The textwrap module, which is a part of the Python Standard library, provides utilities that allows adjustments on where line breaks occur in a given piece of text. It can be used to break paragraphs into individual lines, format text for output in different ways, indent and de-indent text blocks, etc. 

It offers programmatic functionality similar to text wrapping or filling features found in text editors and word processors. 

Filling paragraphs

The module provides the fill() functions which wraps and formats a given paragraph by  adding line breaks in the text to make it fit in a given width.

import textwrap

sample_text = "One of the great things about Python is its ability to interact with other languages and technologies. It can be used as a scripting language to automate the boring stuff, or to extend existing programs and applications with powerful new features."

#Filling paragraphs
filled_text = textwrap.fill(sample_text, width = 50)

fill(text, width = 70, **kwargs)
text The text to be wrapped.
width An optional parameter which specifies the maximum length of each line of text. It defaults to 70.
**kwargs any other additional keyword arguments. used to modify the wrapping behavior

The function re-formats the 'text' to fit in lines of no more than 'width' columns. Tabs in the text  are expanded and other whitespace characters converted to space. It returns the resulting wrapped paragraph.
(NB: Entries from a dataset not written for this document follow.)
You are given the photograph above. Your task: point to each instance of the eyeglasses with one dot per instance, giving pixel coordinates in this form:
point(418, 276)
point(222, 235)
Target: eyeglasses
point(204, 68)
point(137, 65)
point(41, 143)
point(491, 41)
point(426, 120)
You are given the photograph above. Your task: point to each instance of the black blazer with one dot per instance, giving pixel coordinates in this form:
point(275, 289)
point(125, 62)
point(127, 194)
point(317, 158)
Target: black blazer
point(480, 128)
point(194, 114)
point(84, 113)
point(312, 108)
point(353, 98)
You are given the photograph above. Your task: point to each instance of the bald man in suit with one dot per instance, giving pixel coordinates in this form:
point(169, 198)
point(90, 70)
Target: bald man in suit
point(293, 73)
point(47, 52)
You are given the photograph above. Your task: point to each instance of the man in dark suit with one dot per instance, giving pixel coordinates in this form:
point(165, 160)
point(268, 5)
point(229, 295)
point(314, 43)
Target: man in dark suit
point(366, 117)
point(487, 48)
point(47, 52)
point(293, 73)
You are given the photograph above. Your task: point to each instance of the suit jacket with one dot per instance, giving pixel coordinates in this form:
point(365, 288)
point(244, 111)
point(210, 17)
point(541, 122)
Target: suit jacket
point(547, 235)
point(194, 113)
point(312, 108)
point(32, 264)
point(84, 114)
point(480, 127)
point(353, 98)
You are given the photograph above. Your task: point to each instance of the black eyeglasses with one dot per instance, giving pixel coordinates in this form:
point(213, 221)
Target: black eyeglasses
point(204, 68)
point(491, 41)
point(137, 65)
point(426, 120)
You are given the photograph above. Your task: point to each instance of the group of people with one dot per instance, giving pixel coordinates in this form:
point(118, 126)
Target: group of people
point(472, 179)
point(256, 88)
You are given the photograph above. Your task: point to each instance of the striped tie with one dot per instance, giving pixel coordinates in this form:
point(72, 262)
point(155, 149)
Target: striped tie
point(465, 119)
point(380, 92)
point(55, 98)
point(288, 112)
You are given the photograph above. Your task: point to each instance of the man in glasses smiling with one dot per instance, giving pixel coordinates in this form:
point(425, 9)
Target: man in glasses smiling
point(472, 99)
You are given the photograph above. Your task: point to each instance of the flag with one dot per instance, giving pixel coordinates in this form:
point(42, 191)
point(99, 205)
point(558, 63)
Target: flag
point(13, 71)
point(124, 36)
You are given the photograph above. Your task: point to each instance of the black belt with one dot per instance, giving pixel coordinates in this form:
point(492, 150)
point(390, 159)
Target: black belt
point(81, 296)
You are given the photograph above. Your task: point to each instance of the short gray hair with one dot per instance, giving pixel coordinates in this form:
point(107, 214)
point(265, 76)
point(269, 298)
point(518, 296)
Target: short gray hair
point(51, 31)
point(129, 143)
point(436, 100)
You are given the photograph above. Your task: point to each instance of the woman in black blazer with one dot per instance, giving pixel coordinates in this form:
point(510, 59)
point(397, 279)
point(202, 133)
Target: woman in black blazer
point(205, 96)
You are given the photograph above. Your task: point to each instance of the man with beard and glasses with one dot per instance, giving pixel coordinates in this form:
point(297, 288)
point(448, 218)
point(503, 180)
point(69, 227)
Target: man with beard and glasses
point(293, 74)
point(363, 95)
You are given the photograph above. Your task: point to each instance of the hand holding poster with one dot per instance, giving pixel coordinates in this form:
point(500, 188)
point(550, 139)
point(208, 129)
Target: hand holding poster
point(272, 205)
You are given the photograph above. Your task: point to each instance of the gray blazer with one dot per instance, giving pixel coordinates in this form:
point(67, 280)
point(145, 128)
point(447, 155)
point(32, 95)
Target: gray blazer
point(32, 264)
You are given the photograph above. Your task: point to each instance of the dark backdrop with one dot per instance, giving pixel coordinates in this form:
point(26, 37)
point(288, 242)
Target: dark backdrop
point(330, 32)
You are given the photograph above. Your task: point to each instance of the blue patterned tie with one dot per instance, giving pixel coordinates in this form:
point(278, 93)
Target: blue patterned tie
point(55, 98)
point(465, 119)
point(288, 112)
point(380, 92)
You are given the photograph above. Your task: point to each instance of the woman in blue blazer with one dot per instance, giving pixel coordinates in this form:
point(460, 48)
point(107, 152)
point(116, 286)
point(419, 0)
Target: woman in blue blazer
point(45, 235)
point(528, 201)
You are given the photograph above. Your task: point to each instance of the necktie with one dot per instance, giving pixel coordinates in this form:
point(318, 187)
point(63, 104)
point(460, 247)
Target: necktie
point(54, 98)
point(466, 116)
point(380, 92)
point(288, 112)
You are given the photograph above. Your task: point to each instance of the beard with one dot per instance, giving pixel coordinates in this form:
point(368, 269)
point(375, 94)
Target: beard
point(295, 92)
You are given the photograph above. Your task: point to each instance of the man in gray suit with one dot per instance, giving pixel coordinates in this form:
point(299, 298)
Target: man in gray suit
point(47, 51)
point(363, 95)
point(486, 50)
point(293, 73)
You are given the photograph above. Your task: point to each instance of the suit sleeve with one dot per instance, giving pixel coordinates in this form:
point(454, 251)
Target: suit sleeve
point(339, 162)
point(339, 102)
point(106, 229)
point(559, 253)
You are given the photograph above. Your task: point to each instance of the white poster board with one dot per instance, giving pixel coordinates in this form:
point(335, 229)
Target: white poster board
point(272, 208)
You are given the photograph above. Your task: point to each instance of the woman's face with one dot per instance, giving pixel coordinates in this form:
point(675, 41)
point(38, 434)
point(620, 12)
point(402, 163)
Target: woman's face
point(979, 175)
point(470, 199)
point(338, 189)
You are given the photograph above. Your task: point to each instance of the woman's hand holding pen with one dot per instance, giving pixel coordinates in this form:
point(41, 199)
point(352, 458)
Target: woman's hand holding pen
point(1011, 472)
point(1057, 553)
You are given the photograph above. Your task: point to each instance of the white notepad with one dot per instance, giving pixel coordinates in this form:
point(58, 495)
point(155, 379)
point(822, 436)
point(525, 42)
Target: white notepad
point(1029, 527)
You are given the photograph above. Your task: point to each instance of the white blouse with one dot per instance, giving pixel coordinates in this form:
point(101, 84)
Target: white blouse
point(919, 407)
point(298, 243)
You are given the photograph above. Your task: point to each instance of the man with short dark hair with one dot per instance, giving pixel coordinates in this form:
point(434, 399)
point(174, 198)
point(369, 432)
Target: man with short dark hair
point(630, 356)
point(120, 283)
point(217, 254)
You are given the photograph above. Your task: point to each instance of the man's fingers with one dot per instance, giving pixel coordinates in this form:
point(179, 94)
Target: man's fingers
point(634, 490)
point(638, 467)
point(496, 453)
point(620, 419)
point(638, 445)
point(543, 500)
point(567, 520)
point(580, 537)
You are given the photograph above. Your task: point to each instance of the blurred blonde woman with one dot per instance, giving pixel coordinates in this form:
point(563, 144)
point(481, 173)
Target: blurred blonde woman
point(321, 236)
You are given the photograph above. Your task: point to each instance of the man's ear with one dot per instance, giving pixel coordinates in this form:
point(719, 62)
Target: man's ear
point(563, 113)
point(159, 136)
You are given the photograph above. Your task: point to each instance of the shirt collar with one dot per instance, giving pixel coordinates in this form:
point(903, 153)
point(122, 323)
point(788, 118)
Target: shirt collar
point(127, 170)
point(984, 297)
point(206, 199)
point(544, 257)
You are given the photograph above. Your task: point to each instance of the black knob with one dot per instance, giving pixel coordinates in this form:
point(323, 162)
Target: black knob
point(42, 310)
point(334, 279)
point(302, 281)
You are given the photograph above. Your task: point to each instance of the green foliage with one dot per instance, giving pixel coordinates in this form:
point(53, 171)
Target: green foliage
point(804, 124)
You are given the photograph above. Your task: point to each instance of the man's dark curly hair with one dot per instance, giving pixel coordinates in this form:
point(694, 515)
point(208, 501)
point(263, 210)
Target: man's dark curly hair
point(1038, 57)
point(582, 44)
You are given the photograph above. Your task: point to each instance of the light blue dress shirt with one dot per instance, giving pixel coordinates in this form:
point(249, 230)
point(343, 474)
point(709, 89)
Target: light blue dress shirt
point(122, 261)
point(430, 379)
Removing indentation in a text

The textwrap.dedent() function removes any common leading whitespace from every line in the input string.

text The text to de-indent.

The function returns the de-indented string.

import textwrap

#An indented piece of text
text = """
     One of the great things about Python
     is its ability to interact with
     other languages and technologies. """

#Use the dedent() function to remove leading whitespaces at each line.

Indent a the lines in a given text

To indent a line in a text, we can use the textwrap.indent() function  The syntax for this function is as shown below:

textwrap.indent(text, prefix, predicate=None)
text The piece of  text to be indented.
prefix The string to be added to the beginning of each line.
predicate An optional function to decide which lines to indent.

The function removes any existing known form of indentation, and instead applies the prefix as the indentation for each line. 

import textwrap

source_string = """a = 10
b = 20
c = 30
#Use the indent function to comment the whole 'python_code'
print(textwrap.indent(source_string, "#"))

Hanging indents using fill()

Hanging indents are a formatting style where the first line of a paragraph is indented differently  from the subsequent lines. 

The fill() function, as we saw from its syntax above, takes additional keyword arguments. We can use these keyword arguments to achieve hanging indents, specifically , the initial_indent and subsequent_indent keyword arguments.

import textwrap

#An irregularly indented piece of text
text = """Meet the Pynerds: an exclusive group of individuals who have dedicated their lives to perfect Python programming.
Hours upon hours are spent scouring the world wide web for the most eloquent expression of the Python language.          
Every keystroke must be perfect because to them, Python programming is an art form – and they strive to become masters at it.
But don't let their seriousness fool you: these Pynerds know how to have a good time too - as long as it involves coding!"""

#De-ident the text befor filling it
dedented_text = textwrap.dedent(text)

#Use the dedent function to remove indentation.
print(textwrap.fill(dedented_text, initial_indent = '  ', subsequent_indent = ' ' * 4, width = 50,))

Shorten a text

We can use the textwrap.shorten() function to truncate the given text to fit in the specified width.

shorten(text, width, **kwargs)
import textwrap

text = "All animals are equal but some animals are more equal than others."

print(textwrap.shorten(text, width = 40, placeholder = '....'))

When using the shorten() function, the given text first has its whitespaces collapsed.  If it then fits in the *width*, it is returned as is. Otherwise, as many words as possible are joined and then the placeholder is appended.